Without commenting specifically on that price, Kaufman noted that BuzzFeed’s cultural standing and clout helped with that. “BuzzFeed’s brand is an amazing convening power of talent,” he said. “This cost far less than it would if we weren’t BuzzFeed.”

Those are large sums for most publishers, but BuzzFeed, which has raised nearly $500 million since its inception, is one of the few digital-native publishers big enough to experiment in this way. BuzzFeed generated more than $300 million in revenue in 2018, but failed to turn a profit, according to The New York Times.

To fill the room, BuzzFeed invited members of its BuzzKeepers, a kind of focus group it maintains, plus staffers, journalists, and a few clients, Kaufman said.

While its presentation at times felt ragged in person, the night’s programming had a refreshingly wholesome flavor. The female cast members of “Jersey Shore” participated in a good naturedly catty sandwich-making contest; Mayor Bill de Blasio and his wife, Chirlane McCray, played the Newlywed Game-style during a conversation with BuzzFeed News editor Ben Smith. On a separate stage, two BuzzFeed editorial staffers, Ryan Broderick and Katie Notopoulos, walked through a PowerPoint presentation about a gamer and cosplayer, Belle Delphine, who sold her bathwater to gamers; Sam Primack, currently starring in the Broadway play “Dear Evan Hansen,” earned big applause for a performance of “Waving Through the Window.”
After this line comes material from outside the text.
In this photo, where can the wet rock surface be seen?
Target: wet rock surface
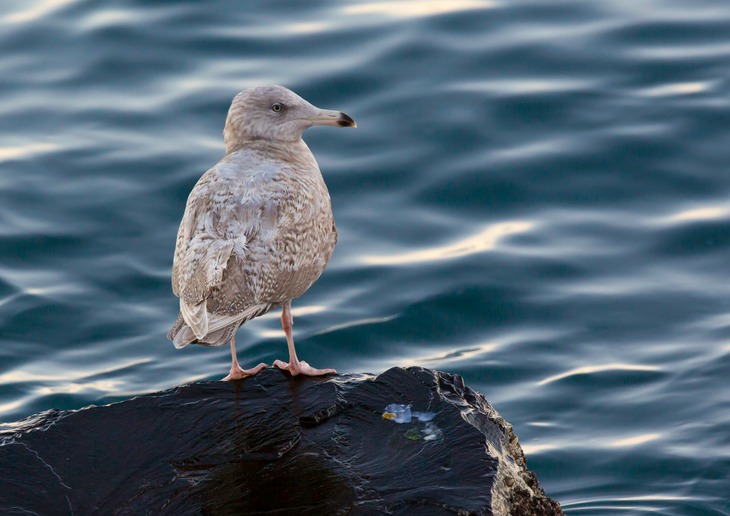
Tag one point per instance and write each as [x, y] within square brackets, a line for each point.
[273, 443]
Not all the show’s segments worked. The audience largely ignored a conversation between BuzzFeed News reporter Zahra Hirji and Alexandra Villaseñor, a teenaged climate change activist; a live set by comedian Eva Victor failed to hold the audience’s attention; a bit about memes starring SNL cast member Heidi Gardner earned no laughs.

But taken in total, Internet Live holds the raw material for something that could appeal to a wide audience, along with plenty of space for advertising activations. “Our goal is to crack a format the audience loves,” Kaufman said. “You’ll see natural moments where you could imagine a brand, but we have no [brand activations] for this show intentionally.”

Publishers began leaning into experiential marketing several years ago in a bid to diversify their revenues. Some events created by digital publishers, such as Complex Networks’ ComplexCon or Refinery29’s 29Rooms, have grown into programs that generate millions of dollars a year in revenue.

To date, BuzzFeed’s forays into events have been more limited. While it has organized non-sponsored events in the past – an event called Queer Prom, for example, which it presented during Pride Month in 2017 and 2018 – much of BuzzFeed’s experiential work has been of the built-if-sold variety, Kaufman said. Two recent examples include Camp Better Money Habits, which it produced as part of a deal with Bank of America and Kamp Kona, produced for Hyundai (Neither has any relation to Camp, the Kaufman-founded toy store that opened this past winter).

Internet Live is different because it is built to support more ways to make money. The event, which was filmed with multiple cameras, will be cut into a single show, likely to last about 20 minutes, that will be distributed across YouTube, Facebook, Twitter, Snapchat and BuzzFeed’s own websites in early August. Kaufman said BuzzFeed will explore the prospect of selling Internet Live as a regular show to either a platform or to a television network.

Though this first Internet Live was free, Kaufman listed ticket sales, along with sponsorship, video ad sales and licensing among the other possible revenue streams that subsequent versions could have.

“It’s cool to see them still doing innovative stuff like this,” said Joe Cooper, a creative director at events production and creative agency L37. “The fact that they pulled it off in under a month is crazy.”